Hi, I've deliberated about writing this but here goes.
What a shxt day, not a good or even marginally bad, it feels shxt.
I'm sorry for sharing but I just have to unburden it, we can only go on for so long can't we?.
I thought I've been doing so well, then it up and smacks you big time, the reminder that my brain no longer functions as it used to, and I feel that makes me a lesser person, that it's all my fault, when of course it isn't.
Trying to help my son with his first major job application, he's just finished uni, after 3 very difficult years he's done it and gained a 2:1 what an achievement because we only just got the diagnosis through in April that he is on the autistic spectrum.
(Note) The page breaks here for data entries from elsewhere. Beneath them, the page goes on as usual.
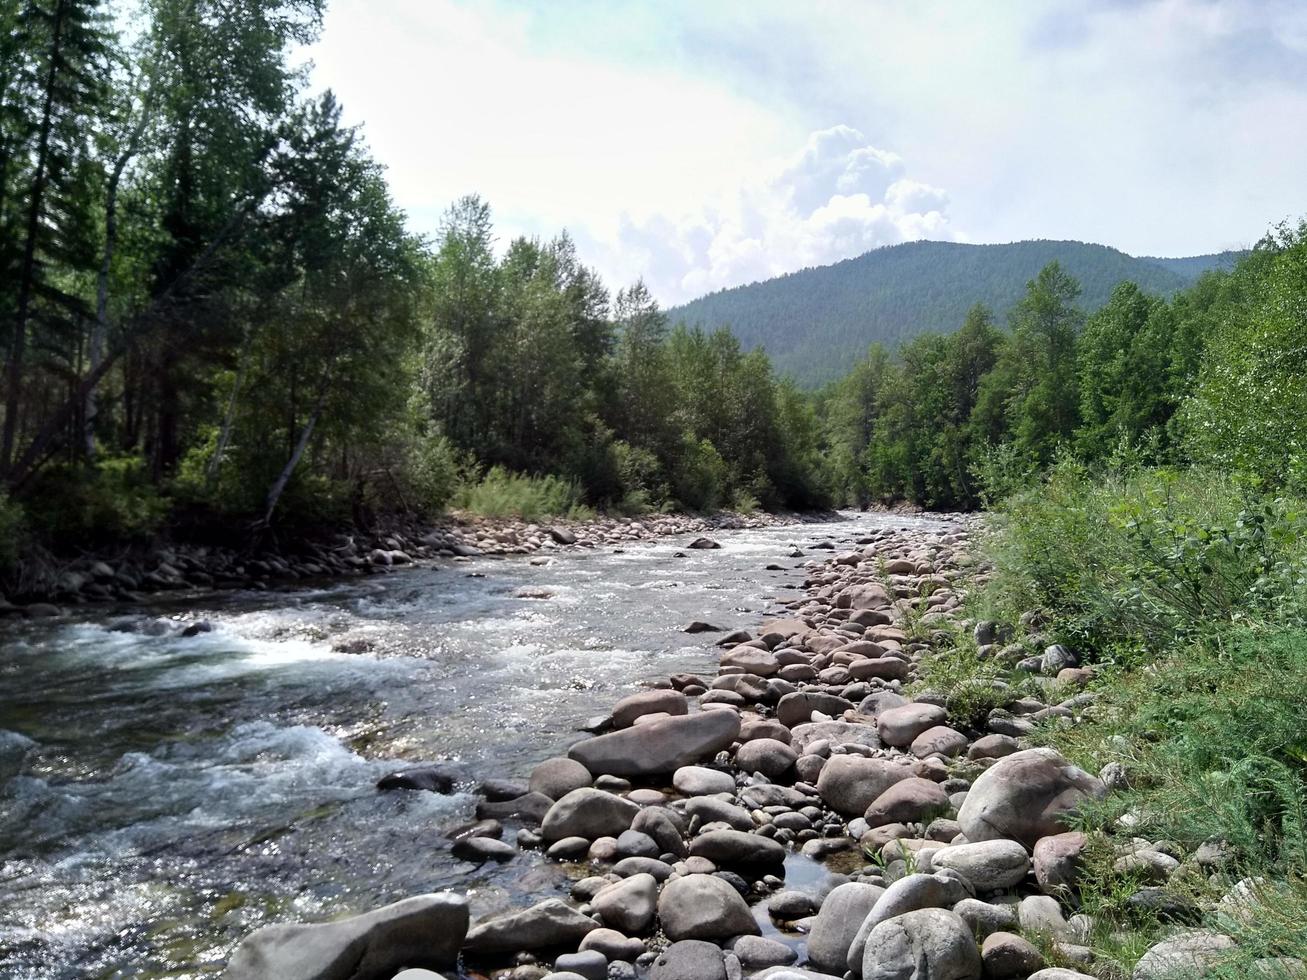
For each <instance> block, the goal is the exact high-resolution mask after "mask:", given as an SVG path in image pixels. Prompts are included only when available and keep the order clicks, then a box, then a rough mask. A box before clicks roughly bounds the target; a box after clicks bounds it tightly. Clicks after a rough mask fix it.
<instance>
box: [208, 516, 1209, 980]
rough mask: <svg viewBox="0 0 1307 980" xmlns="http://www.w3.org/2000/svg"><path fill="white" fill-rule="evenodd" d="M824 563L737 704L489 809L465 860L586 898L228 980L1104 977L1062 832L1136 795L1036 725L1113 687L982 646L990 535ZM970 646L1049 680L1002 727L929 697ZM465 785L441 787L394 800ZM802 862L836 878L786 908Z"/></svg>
mask: <svg viewBox="0 0 1307 980" xmlns="http://www.w3.org/2000/svg"><path fill="white" fill-rule="evenodd" d="M821 545H822V546H821V547H819V549H817V547H814V549H810V550H809V555H825V557H821V558H818V557H809V555H804V554H795V555H793V558H795V559H797V561H799V566H797V567H800V568H802V570H804V571H805V574H806V581H805V592H806V595H805V597H802V598H800V600H796V601H793V602H792V604H791V606H792V613H791V615H788V617H786V618H783V619H772V621H767V622H763V623H761V625H759V627H758V629H757V630H755V631H753V632H752V634H746V632H737V634H732V635H729V636H725V638H723V639H721V640H720V642H719V645H720V647H721V648H723V652H721V657H720V669H719V673H718V674H716V677H697V676H676V677H670V678H668V681H667V683H665V685H663V686H660V687H657V689H654V690H648V691H644V693H639V694H635V695H631V696H627V698H625V699H623V700H621V702H620V703H617V704H616V706H613V708H612V711H610V712H609V713H608V715H605V716H603V717H599V719H595V720H593V723H591V724H589V725H588V728H589V729H592V732H591V734H589V736H588V737H584V738H582V740H580V741H576V742H575V743H572V745H571V746H570V747H567V750H566V754H561V755H559V757H557V758H554V759H550V760H548V762H544V763H541V764H540V766H538V767H536V770H535V771H533V772H532V774H531V777H529V781H527V783H524V784H520V785H519V784H514V783H507V781H502V780H495V779H488V780H485V781H484V783H482V787H481V792H482V796H484V801H482V802H481V805H480V806H478V810H477V818H478V819H477V821H476V822H474V823H472V825H469V826H467V827H464V828H463V830H460V831H457V832H456V834H454V835H452V836H454V841H452V848H454V851H455V853H456V855H457V856H460V857H463V858H465V860H468V861H515V860H523V858H521V851H524V849H542V851H544V852H545V855H546V856H548V860H553V861H559V862H566V864H569V865H571V866H574V868H575V869H576V875H575V878H574V881H572V883H571V887H570V892H569V894H561V895H559V896H558V898H554V899H549V900H546V902H542V903H540V904H536V906H533V907H531V908H524V909H519V911H516V912H512V913H510V915H499V916H494V917H491V919H489V920H485V921H480V923H476V924H472V925H469V912H468V904H467V902H465V900H464V899H463V898H461V896H457V895H451V894H444V895H425V896H417V898H412V899H408V900H405V902H401V903H397V904H395V906H388V907H386V908H382V909H378V911H375V912H371V913H369V915H366V916H359V917H356V919H350V920H344V921H340V923H331V924H324V925H308V926H272V928H268V929H263V930H260V932H256V933H254V934H252V936H251V937H250V938H248V939H247V941H246V942H244V943H243V945H242V946H240V947H239V949H238V950H237V953H235V954H234V956H233V958H231V960H230V966H229V973H227V975H229V977H231V980H254V977H267V976H278V977H286V980H297V979H301V977H302V979H305V980H308V979H319V977H328V976H352V977H359V979H361V977H379V979H380V980H391V979H392V977H395V980H423V979H425V980H434V977H438V976H440V975H439V973H434V972H430V971H434V970H443V971H446V976H451V977H452V976H468V977H485V976H489V977H495V980H501V979H510V980H542V979H548V980H578V979H580V977H586V979H588V980H600V979H601V977H612V979H614V980H616V979H618V977H638V976H648V977H651V979H652V980H718V979H720V980H727V977H744V976H748V977H759V980H761V979H763V977H767V979H770V980H827V979H836V980H838V979H839V977H848V976H852V977H863V980H873V979H874V980H890V979H895V980H907V979H910V977H915V979H916V980H928V979H940V980H982V977H984V979H985V980H988V979H991V977H993V979H995V980H999V979H1004V977H1012V979H1014V980H1082V979H1085V977H1090V976H1093V971H1094V968H1095V964H1094V962H1093V955H1091V953H1090V950H1089V949H1087V946H1086V945H1084V939H1085V937H1086V936H1087V934H1089V930H1091V929H1093V920H1091V919H1090V917H1089V916H1087V915H1085V913H1084V912H1082V911H1080V909H1078V908H1077V902H1076V889H1077V874H1078V873H1080V869H1081V857H1082V855H1084V852H1085V848H1086V847H1089V844H1090V841H1089V839H1087V838H1086V835H1084V834H1081V832H1077V831H1073V830H1069V828H1068V826H1067V823H1065V821H1067V818H1068V817H1069V815H1072V814H1073V813H1074V810H1076V809H1077V806H1078V805H1081V804H1082V802H1084V801H1086V800H1090V798H1095V797H1100V796H1103V794H1104V793H1108V792H1111V789H1112V787H1114V785H1119V784H1120V781H1121V780H1123V779H1124V777H1125V774H1123V772H1117V771H1104V772H1102V774H1099V775H1091V774H1089V772H1084V771H1081V770H1078V768H1076V767H1074V766H1072V764H1069V763H1068V762H1067V760H1065V759H1063V758H1060V757H1059V755H1057V754H1056V753H1055V751H1052V750H1050V749H1039V747H1030V746H1029V743H1027V742H1026V738H1027V737H1029V736H1030V734H1031V733H1034V732H1035V728H1036V725H1038V724H1039V723H1040V721H1051V723H1052V724H1065V725H1073V724H1076V721H1077V717H1078V715H1080V712H1082V711H1084V708H1086V706H1089V704H1091V703H1093V695H1091V694H1089V693H1086V691H1084V690H1082V687H1084V685H1086V683H1087V682H1089V681H1090V679H1091V673H1090V672H1087V670H1084V669H1081V668H1078V666H1077V662H1076V655H1074V652H1073V651H1070V649H1068V648H1065V647H1063V645H1060V644H1050V645H1047V647H1046V648H1031V647H1030V644H1029V642H1027V643H1026V644H1006V645H1005V644H1004V642H1002V640H1004V636H1005V635H1006V634H1009V627H1008V625H1004V623H991V622H983V623H968V622H966V621H963V619H962V615H963V612H962V600H963V596H965V591H966V588H967V587H968V584H970V583H972V581H976V580H980V579H983V576H984V566H983V563H979V562H975V561H974V559H972V557H971V555H970V553H968V523H967V520H966V519H946V520H941V521H940V524H938V525H937V528H936V529H931V531H924V529H912V531H897V529H887V531H884V532H877V533H873V534H869V536H868V537H865V538H861V540H857V541H847V542H821ZM708 615H711V614H708ZM957 630H968V631H972V632H974V635H975V639H976V642H978V643H979V647H980V652H982V656H985V657H999V659H1002V660H1005V661H1008V662H1009V664H1010V665H1012V666H1013V669H1014V672H1016V676H1018V677H1025V678H1026V682H1023V683H1021V685H1019V689H1021V690H1019V691H1018V689H1017V687H1012V689H1010V690H1009V695H1010V696H1008V698H1004V695H1002V690H1004V689H1002V683H1004V682H999V686H1000V693H999V698H997V700H1000V702H1002V703H1001V706H1000V707H995V708H993V710H989V711H988V712H984V713H983V715H982V716H980V717H968V719H962V717H955V716H951V715H950V712H949V710H948V704H949V702H948V699H946V698H944V696H942V695H941V694H940V693H932V691H929V690H924V689H923V687H921V685H920V683H919V674H920V673H921V668H923V661H924V659H925V657H931V656H933V653H935V652H936V648H937V647H942V645H946V644H950V643H951V642H953V639H954V638H955V636H957V632H955V631H957ZM1033 693H1038V696H1036V695H1035V694H1033ZM452 784H454V774H451V772H448V771H446V770H443V768H442V767H439V766H431V767H420V768H414V770H406V771H401V772H397V774H395V775H393V776H389V777H387V779H386V780H382V784H380V789H382V791H384V792H438V793H439V792H450V789H451V787H452ZM1107 845H1110V847H1115V848H1116V849H1117V853H1119V861H1120V862H1123V865H1129V866H1131V868H1137V869H1138V870H1140V873H1141V881H1144V882H1145V885H1144V886H1142V887H1141V889H1140V891H1138V894H1137V895H1134V896H1132V898H1131V900H1132V902H1138V903H1142V904H1141V906H1140V907H1141V908H1148V903H1149V902H1150V900H1157V899H1158V889H1157V887H1154V886H1155V885H1157V883H1159V882H1163V881H1166V878H1167V877H1168V875H1171V874H1174V873H1175V872H1176V869H1179V868H1180V866H1182V862H1184V864H1185V865H1188V866H1204V862H1212V861H1214V860H1217V858H1218V857H1219V856H1218V855H1217V856H1216V857H1214V856H1213V855H1202V853H1199V855H1189V856H1185V855H1176V853H1174V848H1171V847H1168V845H1167V844H1166V843H1165V841H1157V843H1154V841H1148V840H1142V839H1133V838H1131V836H1129V835H1128V832H1124V834H1123V835H1121V836H1120V838H1114V839H1111V840H1108V841H1107ZM796 853H797V855H800V856H801V858H799V860H808V861H817V862H822V864H823V865H825V868H826V874H825V875H822V877H821V878H819V879H818V882H817V883H814V885H809V886H804V887H796V889H787V887H786V881H784V879H786V874H787V866H789V865H791V864H792V862H793V861H795V860H796V858H795V855H796ZM1163 911H1165V909H1158V913H1159V915H1161V913H1162V912H1163ZM763 925H766V926H767V928H766V929H763V928H762V926H763ZM765 932H766V933H767V934H763V933H765ZM1227 945H1229V939H1225V937H1219V936H1214V934H1209V933H1201V932H1191V933H1185V934H1182V936H1179V937H1178V938H1172V939H1168V941H1166V942H1163V943H1162V945H1159V946H1157V947H1155V949H1153V950H1150V951H1149V953H1148V954H1146V955H1145V956H1144V958H1142V960H1140V964H1138V967H1137V970H1136V971H1134V977H1136V980H1157V979H1159V977H1163V976H1170V975H1178V976H1195V975H1199V973H1200V972H1201V964H1204V963H1205V962H1208V959H1209V958H1210V956H1212V955H1216V954H1218V953H1219V951H1221V949H1222V947H1223V946H1227ZM401 971H403V972H401ZM1176 971H1178V972H1176Z"/></svg>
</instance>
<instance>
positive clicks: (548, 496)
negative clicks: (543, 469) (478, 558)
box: [455, 466, 592, 520]
mask: <svg viewBox="0 0 1307 980" xmlns="http://www.w3.org/2000/svg"><path fill="white" fill-rule="evenodd" d="M455 503H456V506H457V507H459V508H460V510H465V511H472V512H473V514H478V515H481V516H484V517H521V519H523V520H540V519H542V517H557V516H565V517H574V519H583V517H588V516H592V512H591V511H589V508H587V507H586V506H584V504H583V503H582V498H580V487H579V486H578V485H576V483H575V482H572V481H567V480H562V478H561V477H554V476H545V477H533V476H528V474H524V473H510V472H508V470H507V469H505V468H503V466H491V468H490V470H489V472H488V473H486V474H485V476H484V477H482V478H481V480H478V481H476V482H469V483H464V485H463V486H461V487H460V489H459V491H457V493H456V494H455Z"/></svg>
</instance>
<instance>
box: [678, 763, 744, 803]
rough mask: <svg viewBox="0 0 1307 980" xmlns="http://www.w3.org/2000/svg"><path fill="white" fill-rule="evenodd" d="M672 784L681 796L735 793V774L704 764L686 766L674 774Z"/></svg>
mask: <svg viewBox="0 0 1307 980" xmlns="http://www.w3.org/2000/svg"><path fill="white" fill-rule="evenodd" d="M672 785H673V787H676V792H678V793H680V794H681V796H712V794H714V793H733V792H735V776H732V775H731V774H729V772H723V771H721V770H710V768H704V767H703V766H684V767H681V768H678V770H677V771H676V772H674V774H673V776H672Z"/></svg>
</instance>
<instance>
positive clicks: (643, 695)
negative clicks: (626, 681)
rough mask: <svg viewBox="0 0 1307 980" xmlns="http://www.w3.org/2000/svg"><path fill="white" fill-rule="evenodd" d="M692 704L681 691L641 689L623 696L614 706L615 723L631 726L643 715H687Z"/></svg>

He's 21 now and it's been missed all through school it's only uni and the fact that now I've got a brain injury so knew there was something amiss, that we've found out.
So I'm trying to make sense of the Gov.uk website so I can guide him through it, his sister is also trying to help via face time, she's in Germany, and ima bit slow and getting frustrated.
Throw hubby into the mix trying to work from home on a conference call and I'm so stressed by it I burst into tears.
Welcome to brain injury land.
I'd just like to be cut a little slack at times, if the family doesn't remember what I'm dealing with, there's no hope is there?
We will get there once this first job application is done, I'll relax. Course there's no guarantee he'll get it, then we have to cope with the fall out from that!!!
It's never ending is it?
So, sorry all. Got to get back to that application.